The two main keynotes were by Michelle Addington from Yale, and Phil Bernstein who is a vc at Autodesk. He started off by saying how nice it was to be somewhere where he didn’t need to sell anything, saying that the Autodesk university (that Chris and chums have been to for the last 2 years) was like a startrek convension full of car dealers (Autodesk resellers). His talk - measurement changes everything - was really about what it meant to know what you are talking about rather than just having a feeling. He also had some radical ideas about restructuring fees to be based on building performance, not on percentage of completion. He claimed that the profit margins in architecture were too thin to encourage any sort of serious innovation.


Michelle’s talk was also measurement heavy, she gave a series of examples of how conventional wisdom and ‘design trends’ were pushing us into doing things that were completely at odds with energy efficiency. It was one of those talks that in retrospect seems like it was full of obvious truths, but was really surprising at the time, for example, why do we measure light levels on a surface, surfaces don’t care! All that matters is light levels at the eye, so why is lighting energy measured per m2, not per person? Her other points were just as striking;

  • power things with the most appropriate form of energy; use rotational energy to make things go around, rather than convert it to electricity and then back again if possible.
  • why do we think of building services? Buildings don't need to be serviced - people do!
  • Building envelopes are efficient enough now that if you need to add a heater then, in most climates, you are wasting heat somewhere else in your building.
  • mental models of contrast often make rooms with smaller windows feel brighter

Matthew got pretty excited by the roller coaster lighting idea!

 

SimAUD was really interested in measurement, finding new ways of measuring and new things to measure. Siobhan Rockcastle from MIT and Marilyne Andersen from EPFL developed a way of computationally assessing glare. Glare is completely psychological, so it is hard to quantify, this method seemed to be a good crack at approximating the experience of glare.

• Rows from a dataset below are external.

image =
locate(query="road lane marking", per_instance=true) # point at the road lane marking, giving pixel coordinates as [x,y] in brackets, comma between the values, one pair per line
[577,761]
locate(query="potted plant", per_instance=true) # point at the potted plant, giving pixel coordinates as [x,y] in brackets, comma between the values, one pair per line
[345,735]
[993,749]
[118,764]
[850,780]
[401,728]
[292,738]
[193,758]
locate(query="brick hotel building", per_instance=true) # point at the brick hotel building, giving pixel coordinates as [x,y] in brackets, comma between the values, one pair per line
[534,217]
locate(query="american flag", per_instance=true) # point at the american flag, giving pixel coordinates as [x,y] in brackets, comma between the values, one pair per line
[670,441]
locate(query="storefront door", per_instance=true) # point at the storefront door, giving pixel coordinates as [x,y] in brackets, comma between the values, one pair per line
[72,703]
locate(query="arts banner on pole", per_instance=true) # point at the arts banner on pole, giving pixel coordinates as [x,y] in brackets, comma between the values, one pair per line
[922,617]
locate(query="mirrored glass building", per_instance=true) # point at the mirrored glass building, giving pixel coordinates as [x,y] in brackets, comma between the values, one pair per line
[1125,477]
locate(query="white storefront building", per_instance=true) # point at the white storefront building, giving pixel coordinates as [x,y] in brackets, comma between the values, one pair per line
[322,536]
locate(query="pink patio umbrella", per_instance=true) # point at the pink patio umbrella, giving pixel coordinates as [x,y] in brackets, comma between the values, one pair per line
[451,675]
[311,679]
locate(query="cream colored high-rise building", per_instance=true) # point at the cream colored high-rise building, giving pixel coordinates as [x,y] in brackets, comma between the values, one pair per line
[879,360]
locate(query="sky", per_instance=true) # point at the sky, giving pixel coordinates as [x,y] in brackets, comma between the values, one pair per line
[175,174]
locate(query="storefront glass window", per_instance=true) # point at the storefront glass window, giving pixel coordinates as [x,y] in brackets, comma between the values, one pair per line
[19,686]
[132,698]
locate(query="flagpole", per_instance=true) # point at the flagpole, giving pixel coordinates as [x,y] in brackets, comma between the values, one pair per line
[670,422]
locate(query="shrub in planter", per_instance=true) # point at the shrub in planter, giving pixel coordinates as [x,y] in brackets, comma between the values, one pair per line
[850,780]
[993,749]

There were a few papers about measuring building environments, one fairly conventional approach with sensors, one with an app, and one that was more concerned with the feedback to the user. Giving users information about their buildings is a vital part of giving them control over them, so these give me a lot of hope for how we’ll be designing spaces in the future.

Onto the most important part of the whole conference: I presented the work that Dan Rumery, Ben Barnes, Bin Zhou and I have done on SQ&AT, the conference organisers were impressed enough to ask us to co-write a paper with them for next year’s SimAud!

Here are some of Matthew’s notes:

  • If you made an argument that design is a mixture of experience, talent (?), inspiration (random) and rational judgement based on evidence (ha ha) then SG12 and Simaud were specifically about evidence.
  • Better communicate what the world means by model - simulating is more than what it might look like. Models are simplified versions of the real things
  • SG has moved on from geometry porn to become more holistic
  • Measurement is everything
  • It's about things doing what we say they do
  • Current process of brief - design - bid - construct - run is crap
  • Lots of potential new tools to understand things better
  • and more stuff

This opens a lot of questions, and answers none of them, what do you think? Any questions?